Molded Pulp, Chemical Aspects Webinar Part 3: Strength Attributes

Molded Pulp, Chemical Aspects Webinar Part 3: Strength Attributes

Virtual Event
Tuesday, September 19, 2023 to Tuesday, September 19, 2023

10AM - 11AM (ET)

  The strength attributes of molded pulp products can be important in such applications as the packaging of wine bottles, electronic devices, and fruit.  Strength agents provide the manufacturer with a way to increase the strength of a molded pulp product without substantially increasing the density of the structure.  Refining, as a means to increase product strength, not only tends to make the product denser, but it also tends to slow the dewatering rate. That will be the topic of the next webinar after this one.  It is important to keep in mind that two fiber components – lignin and hemicellulose – both can contribute to strength.  Because the duration of the drying process for molded pulp products is often long, in compared to conventional papermaking, there is relatively more opportunity for the lignin and hemicellulose to soften, and thus contributing to bonding.  The webinar will also consider starch products and glyoxylated polyacrylamide (gly-PAM) as means to increase product strength.  

5 Part Series

Molded Pulp, Chemical Aspects

  • September 5th_ Webinar Part 1:  Retention & uniformity
  • September 12th _Webinar Part 2:  Fluid holdout (hydrophobic sizing)
  • September 19th-Webinar Part 3:  Strength attributes
  • September 26th- Webinar – Part 4:  Dewatering challenges & strategies
  • October 3rd- Webinar – Part 5:  Runnability & process efficiency  

Martin Hubbe, North Carolina State University

Martin Hubbe, born in the papermaking town of Millinocket, Maine, earned a Masters degree at the Institute of Paper Chemistry (Appleton, WI, 1979), and a Ph.D. in chemistry at Clarkson University (Potsdam, NY, 1984).  After a total of 15 years in corporate research (at American Cyanamid Corp., then International Paper), Hubbe joined North Carolina State University in 1998.  As Professor and Buckman Distinguished Scientist, Hubbe teaches and conducts research related to the colloidal chemistry of cellulosic materials, with a particular focus on papermaking wet-end chemistry.

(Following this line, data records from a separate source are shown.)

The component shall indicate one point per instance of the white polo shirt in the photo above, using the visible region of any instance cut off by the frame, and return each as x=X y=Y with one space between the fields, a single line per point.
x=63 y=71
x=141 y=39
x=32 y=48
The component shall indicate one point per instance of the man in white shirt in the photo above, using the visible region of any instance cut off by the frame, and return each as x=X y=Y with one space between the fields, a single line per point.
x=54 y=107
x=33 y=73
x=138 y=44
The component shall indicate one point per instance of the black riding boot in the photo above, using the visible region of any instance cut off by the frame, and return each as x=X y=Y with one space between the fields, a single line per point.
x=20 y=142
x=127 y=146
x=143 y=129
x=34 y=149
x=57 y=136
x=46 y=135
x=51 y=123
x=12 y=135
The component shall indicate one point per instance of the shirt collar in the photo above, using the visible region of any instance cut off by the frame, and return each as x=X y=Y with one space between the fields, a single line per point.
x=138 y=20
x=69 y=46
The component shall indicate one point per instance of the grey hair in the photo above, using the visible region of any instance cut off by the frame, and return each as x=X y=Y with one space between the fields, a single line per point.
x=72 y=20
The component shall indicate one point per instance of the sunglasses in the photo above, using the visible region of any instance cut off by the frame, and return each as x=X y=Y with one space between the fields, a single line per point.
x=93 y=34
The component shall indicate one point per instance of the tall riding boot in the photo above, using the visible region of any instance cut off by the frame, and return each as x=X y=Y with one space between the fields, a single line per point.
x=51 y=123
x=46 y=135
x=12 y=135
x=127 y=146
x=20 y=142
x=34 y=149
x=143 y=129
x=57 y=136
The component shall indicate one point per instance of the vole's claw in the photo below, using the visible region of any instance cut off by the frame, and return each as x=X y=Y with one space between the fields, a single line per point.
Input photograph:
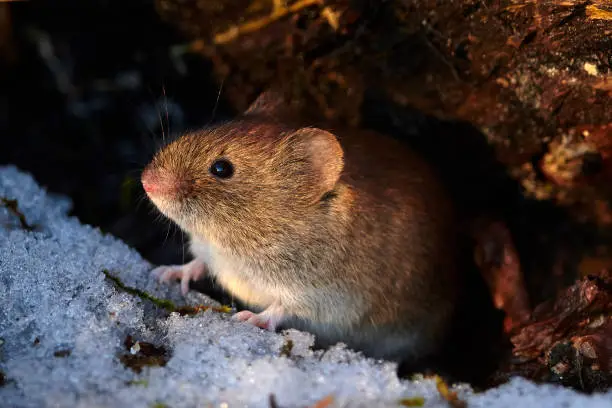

Hubbe has conducted research related to paper strength, electrokinetic tests, flocculation, and dewatering.  He also has chaired TAPPI’s “Introduction to Wet-End Chemistry” short course and conducted university courses for on-campus students and distance-education.  The peer-reviewed scientific journal BioResources, which he co-founded and edits with Dr. Lucia, currently publishes more scientific articles than any other publication devoted to the materials science of paper and wood.